This article was originally published in Parity magazine. Learn more about Parity magazine including how to access full editions.

The pandemic began

In February 2020, when Covid‑19 pandemic restrictions began, the homelessness sector shared a collective horror at what might transpire. Covid-19 health risks loomed for the thousands of Victorians living in crowded homes, rooming houses with shared bathrooms, or sleeping rough. The mental toll hovered over those stuck in lockdown in abusive or violent homes, with the respite offered by couch surfing largely unavailable. Alongside those risks was the menace of financial calamity for people who lost employment overnight, and who could no longer afford their mortgage or rent.

To some extent all these impacts transpired. People living in crowded homes, including many workers in frontline roles, had much higher infection rates. Many families faced financial ruin as their income plummeted, and the tide of distress now evident in our schools is the devastating consequence for children and young people who have survived a traumatic time.

But Covid‑19 also ushered in extraordinary change and, in many respects, an easier economic time for people on the lowest incomes. In that first rush of the pandemic, Council to Homeless Persons and Homelessness Australia joined with other sector peak bodies and campaigns in calling for additional income support and rental protections to keep people safe. We called for safe housing options for those in crowded or unsafe housing, or sleeping rough, and we highlighted the enormous health risks posed to people without homes if they were exposed to COVID‑19.

A new era of income support

Imagine our surprise on 22 March 2020 when Australia’s conservative and fiercely anti-welfare Federal Government effectively doubled JobSeeker and other payments, by paying all existing and new recipients an additional $550 per fortnight Coronavirus Supplement. Alongside the higher payments for job seekers, activity tests and wait periods were waived.

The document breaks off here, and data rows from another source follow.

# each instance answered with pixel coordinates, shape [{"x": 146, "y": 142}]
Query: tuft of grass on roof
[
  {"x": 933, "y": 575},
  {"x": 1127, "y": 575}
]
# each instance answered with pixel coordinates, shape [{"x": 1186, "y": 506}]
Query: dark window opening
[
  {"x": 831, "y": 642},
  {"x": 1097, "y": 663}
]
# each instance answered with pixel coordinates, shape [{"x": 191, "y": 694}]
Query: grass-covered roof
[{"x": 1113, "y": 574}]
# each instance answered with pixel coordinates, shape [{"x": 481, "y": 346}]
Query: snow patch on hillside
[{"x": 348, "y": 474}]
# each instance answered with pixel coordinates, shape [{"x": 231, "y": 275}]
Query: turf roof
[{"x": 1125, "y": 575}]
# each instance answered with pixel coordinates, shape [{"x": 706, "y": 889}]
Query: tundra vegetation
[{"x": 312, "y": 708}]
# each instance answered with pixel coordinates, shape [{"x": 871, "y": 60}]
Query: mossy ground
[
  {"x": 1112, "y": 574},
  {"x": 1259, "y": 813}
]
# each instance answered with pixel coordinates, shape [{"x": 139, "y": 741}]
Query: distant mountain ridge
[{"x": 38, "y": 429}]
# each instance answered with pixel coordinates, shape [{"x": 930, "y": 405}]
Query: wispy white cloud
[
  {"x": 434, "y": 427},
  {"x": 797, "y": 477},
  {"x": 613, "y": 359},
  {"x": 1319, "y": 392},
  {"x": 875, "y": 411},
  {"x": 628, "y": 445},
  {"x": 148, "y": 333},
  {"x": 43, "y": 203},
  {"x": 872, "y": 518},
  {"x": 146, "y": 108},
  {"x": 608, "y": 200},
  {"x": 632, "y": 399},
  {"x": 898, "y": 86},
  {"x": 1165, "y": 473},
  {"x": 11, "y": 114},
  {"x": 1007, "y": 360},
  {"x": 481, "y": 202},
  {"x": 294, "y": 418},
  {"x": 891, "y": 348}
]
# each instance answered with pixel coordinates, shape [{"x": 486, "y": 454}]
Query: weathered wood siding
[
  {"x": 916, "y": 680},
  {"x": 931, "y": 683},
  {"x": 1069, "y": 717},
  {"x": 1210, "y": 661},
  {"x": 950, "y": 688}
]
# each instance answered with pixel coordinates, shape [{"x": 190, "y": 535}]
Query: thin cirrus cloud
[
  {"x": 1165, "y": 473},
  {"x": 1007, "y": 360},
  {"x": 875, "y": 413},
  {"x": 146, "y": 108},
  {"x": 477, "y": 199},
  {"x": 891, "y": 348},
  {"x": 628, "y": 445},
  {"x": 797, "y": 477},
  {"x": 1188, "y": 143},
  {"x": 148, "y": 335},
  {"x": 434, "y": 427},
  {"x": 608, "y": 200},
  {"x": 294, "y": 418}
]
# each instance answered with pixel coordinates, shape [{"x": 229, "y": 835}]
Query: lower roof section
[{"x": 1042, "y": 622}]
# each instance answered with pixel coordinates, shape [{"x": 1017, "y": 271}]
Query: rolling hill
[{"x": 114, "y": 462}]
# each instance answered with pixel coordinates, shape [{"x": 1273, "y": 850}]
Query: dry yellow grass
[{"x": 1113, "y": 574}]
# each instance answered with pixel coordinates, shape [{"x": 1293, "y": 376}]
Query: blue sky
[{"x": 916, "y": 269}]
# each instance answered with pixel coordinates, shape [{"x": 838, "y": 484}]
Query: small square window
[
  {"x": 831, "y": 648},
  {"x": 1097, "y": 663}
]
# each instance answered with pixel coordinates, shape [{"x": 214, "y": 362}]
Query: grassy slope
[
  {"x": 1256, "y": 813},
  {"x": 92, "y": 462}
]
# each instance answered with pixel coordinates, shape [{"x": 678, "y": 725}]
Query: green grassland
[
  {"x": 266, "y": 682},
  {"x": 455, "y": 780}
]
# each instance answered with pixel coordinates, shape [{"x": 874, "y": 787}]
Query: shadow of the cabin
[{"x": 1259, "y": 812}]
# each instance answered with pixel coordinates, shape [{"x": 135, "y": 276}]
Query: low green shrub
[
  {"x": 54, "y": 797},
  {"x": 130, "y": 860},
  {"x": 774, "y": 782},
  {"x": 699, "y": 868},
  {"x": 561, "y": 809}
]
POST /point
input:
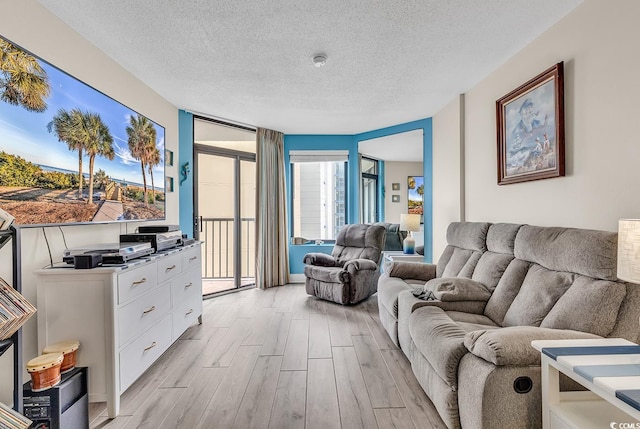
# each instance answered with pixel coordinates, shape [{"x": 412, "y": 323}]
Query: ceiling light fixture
[{"x": 319, "y": 60}]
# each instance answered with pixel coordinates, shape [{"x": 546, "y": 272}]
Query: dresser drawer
[
  {"x": 142, "y": 352},
  {"x": 169, "y": 267},
  {"x": 185, "y": 315},
  {"x": 140, "y": 314},
  {"x": 191, "y": 258},
  {"x": 185, "y": 287},
  {"x": 135, "y": 282}
]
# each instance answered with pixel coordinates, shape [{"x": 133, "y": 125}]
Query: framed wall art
[{"x": 530, "y": 122}]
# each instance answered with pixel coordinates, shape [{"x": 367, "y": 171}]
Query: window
[
  {"x": 319, "y": 193},
  {"x": 369, "y": 191}
]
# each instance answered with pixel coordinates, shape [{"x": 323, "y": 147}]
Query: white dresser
[{"x": 124, "y": 317}]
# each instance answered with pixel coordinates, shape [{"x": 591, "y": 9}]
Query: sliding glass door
[{"x": 224, "y": 201}]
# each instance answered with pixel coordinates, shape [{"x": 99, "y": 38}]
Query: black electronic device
[
  {"x": 157, "y": 228},
  {"x": 111, "y": 253},
  {"x": 64, "y": 406},
  {"x": 159, "y": 240},
  {"x": 87, "y": 261}
]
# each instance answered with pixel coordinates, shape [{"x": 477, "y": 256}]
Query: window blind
[{"x": 296, "y": 156}]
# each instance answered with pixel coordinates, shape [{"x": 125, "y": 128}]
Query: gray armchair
[{"x": 350, "y": 274}]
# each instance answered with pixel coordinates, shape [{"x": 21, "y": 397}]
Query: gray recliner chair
[{"x": 350, "y": 274}]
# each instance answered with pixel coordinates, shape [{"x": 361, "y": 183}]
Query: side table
[
  {"x": 398, "y": 255},
  {"x": 609, "y": 368}
]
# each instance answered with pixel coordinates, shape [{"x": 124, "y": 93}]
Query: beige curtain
[{"x": 272, "y": 250}]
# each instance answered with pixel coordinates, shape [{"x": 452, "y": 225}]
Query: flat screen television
[{"x": 71, "y": 154}]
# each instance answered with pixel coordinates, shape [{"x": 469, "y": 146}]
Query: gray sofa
[{"x": 496, "y": 288}]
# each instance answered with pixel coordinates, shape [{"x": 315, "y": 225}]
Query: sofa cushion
[
  {"x": 588, "y": 306},
  {"x": 501, "y": 237},
  {"x": 462, "y": 263},
  {"x": 506, "y": 290},
  {"x": 457, "y": 289},
  {"x": 490, "y": 268},
  {"x": 512, "y": 346},
  {"x": 460, "y": 316},
  {"x": 581, "y": 251},
  {"x": 412, "y": 270},
  {"x": 468, "y": 235},
  {"x": 439, "y": 340},
  {"x": 540, "y": 291},
  {"x": 388, "y": 295}
]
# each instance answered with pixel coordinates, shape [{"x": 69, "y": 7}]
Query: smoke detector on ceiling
[{"x": 319, "y": 60}]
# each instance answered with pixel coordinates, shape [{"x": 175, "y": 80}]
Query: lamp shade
[
  {"x": 629, "y": 250},
  {"x": 409, "y": 222}
]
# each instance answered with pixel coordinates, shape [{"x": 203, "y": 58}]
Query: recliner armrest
[
  {"x": 511, "y": 346},
  {"x": 319, "y": 259},
  {"x": 412, "y": 270}
]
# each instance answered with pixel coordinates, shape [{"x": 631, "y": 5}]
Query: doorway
[{"x": 224, "y": 204}]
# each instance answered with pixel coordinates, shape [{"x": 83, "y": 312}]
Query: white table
[
  {"x": 398, "y": 255},
  {"x": 599, "y": 370}
]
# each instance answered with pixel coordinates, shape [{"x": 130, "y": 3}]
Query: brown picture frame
[{"x": 530, "y": 129}]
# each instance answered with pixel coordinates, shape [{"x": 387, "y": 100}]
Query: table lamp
[
  {"x": 629, "y": 250},
  {"x": 409, "y": 223}
]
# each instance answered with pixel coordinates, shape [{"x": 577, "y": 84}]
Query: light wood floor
[{"x": 278, "y": 359}]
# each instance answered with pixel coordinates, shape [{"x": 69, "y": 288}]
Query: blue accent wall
[
  {"x": 185, "y": 154},
  {"x": 381, "y": 190},
  {"x": 316, "y": 142},
  {"x": 427, "y": 145},
  {"x": 350, "y": 143}
]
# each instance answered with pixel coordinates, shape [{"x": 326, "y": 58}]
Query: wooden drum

This took place on the same day that the national cabinet announced Stage 1 restrictions on social gatherings, and effectively shut down hospitality and entertainment venues.

A week later, when Australians were urged to stay at home, the JobKeeper program was announced, providing even higher income support to keep many current workers employed.

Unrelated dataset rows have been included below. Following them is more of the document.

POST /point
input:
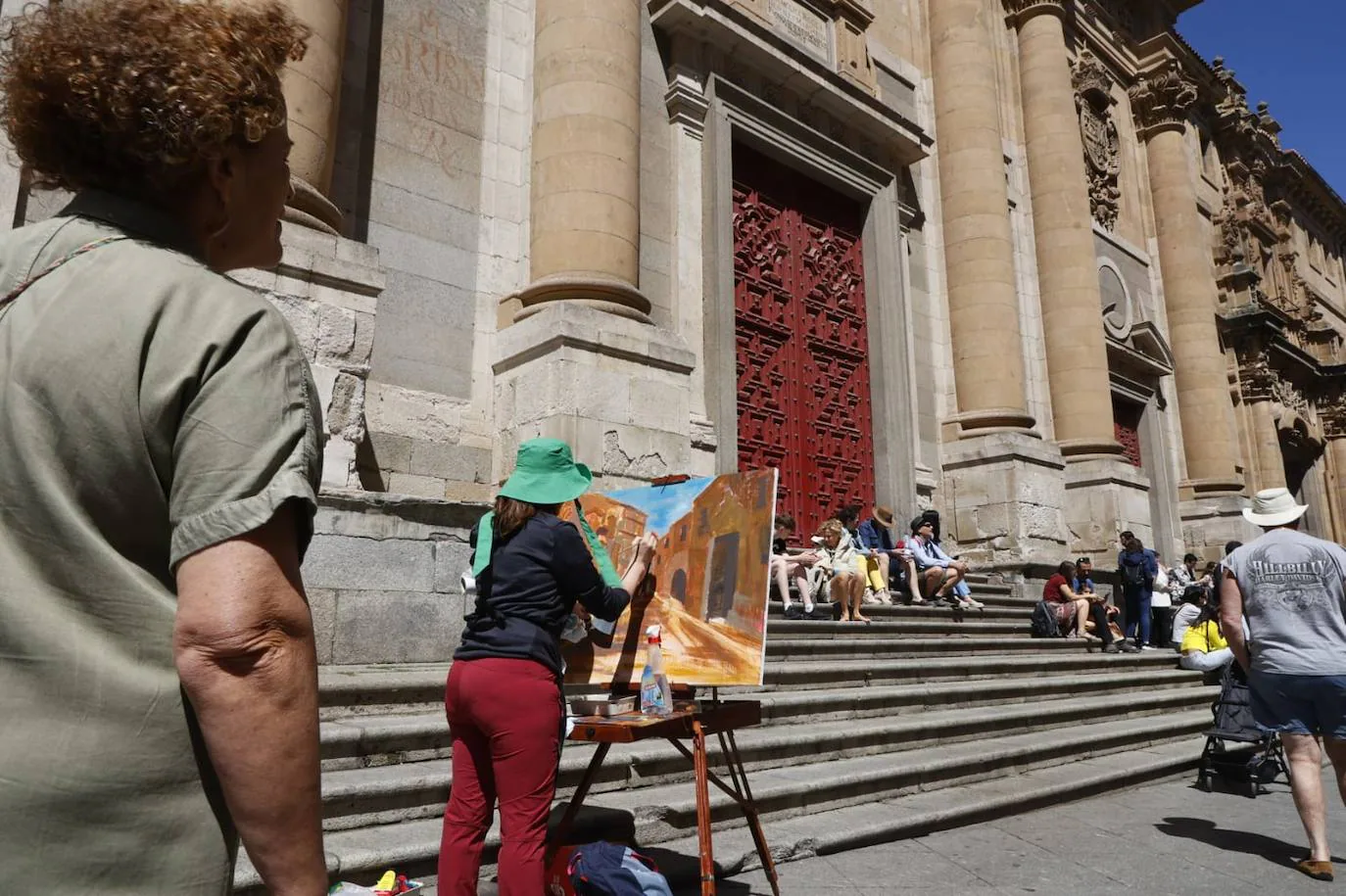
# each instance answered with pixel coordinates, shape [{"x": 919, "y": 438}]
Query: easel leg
[
  {"x": 702, "y": 810},
  {"x": 741, "y": 780},
  {"x": 572, "y": 809}
]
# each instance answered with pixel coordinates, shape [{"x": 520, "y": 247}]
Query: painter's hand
[{"x": 645, "y": 549}]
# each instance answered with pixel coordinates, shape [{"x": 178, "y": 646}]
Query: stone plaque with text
[{"x": 801, "y": 25}]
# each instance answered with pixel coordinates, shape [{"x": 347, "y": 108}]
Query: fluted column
[
  {"x": 312, "y": 93},
  {"x": 1161, "y": 98},
  {"x": 975, "y": 201},
  {"x": 586, "y": 184},
  {"x": 1068, "y": 272}
]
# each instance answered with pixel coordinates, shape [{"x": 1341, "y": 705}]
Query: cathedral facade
[{"x": 1033, "y": 262}]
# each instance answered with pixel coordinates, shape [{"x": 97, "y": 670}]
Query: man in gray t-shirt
[{"x": 1289, "y": 589}]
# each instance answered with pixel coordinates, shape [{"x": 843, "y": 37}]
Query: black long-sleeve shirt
[{"x": 525, "y": 594}]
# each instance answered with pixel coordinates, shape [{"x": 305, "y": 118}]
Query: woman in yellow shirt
[{"x": 1204, "y": 648}]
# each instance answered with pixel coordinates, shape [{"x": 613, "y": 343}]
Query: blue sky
[
  {"x": 665, "y": 504},
  {"x": 1287, "y": 53}
]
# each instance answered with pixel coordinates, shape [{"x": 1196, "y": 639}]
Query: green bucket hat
[{"x": 547, "y": 474}]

While these reforms were remarkable, in practice the Coronavirus Supplement payments didn’t begin until 27 April 2020, more than a month after they were announced. This left the hundreds of thousands of Australians who lost employment in February or March to cover at least two rent or mortgage payments and other expenses, without additional support beyond basic Centrelink payments.

International students and other temporary residents, many of whom were impacted by the first restrictions on international travel in February, were excluded from eligibility for income support, and left destitute.

In this initial phase of the pandemic, many people moved out of their homes to save money on rent — either into a cheaper rental, or in with family or friends. Thousands of temporary residents left Australia.

The Victorian Government Responded

The scale and breadth of the housing and homelessness response to Covid‑19 from the Victorian Government was extraordinary and led the nation. Strong alliances and collaboration among community sector peak bodies meant the Government heard strong and consistent messages about the need for legislative protection and financial support for renters, for safe accommodation that enabled social distancing for people without homes, and for specialised health supports. But in addition to introducing these reforms, many other important measures were conceived and announced by the Government, without the sector having to clamour for the resources.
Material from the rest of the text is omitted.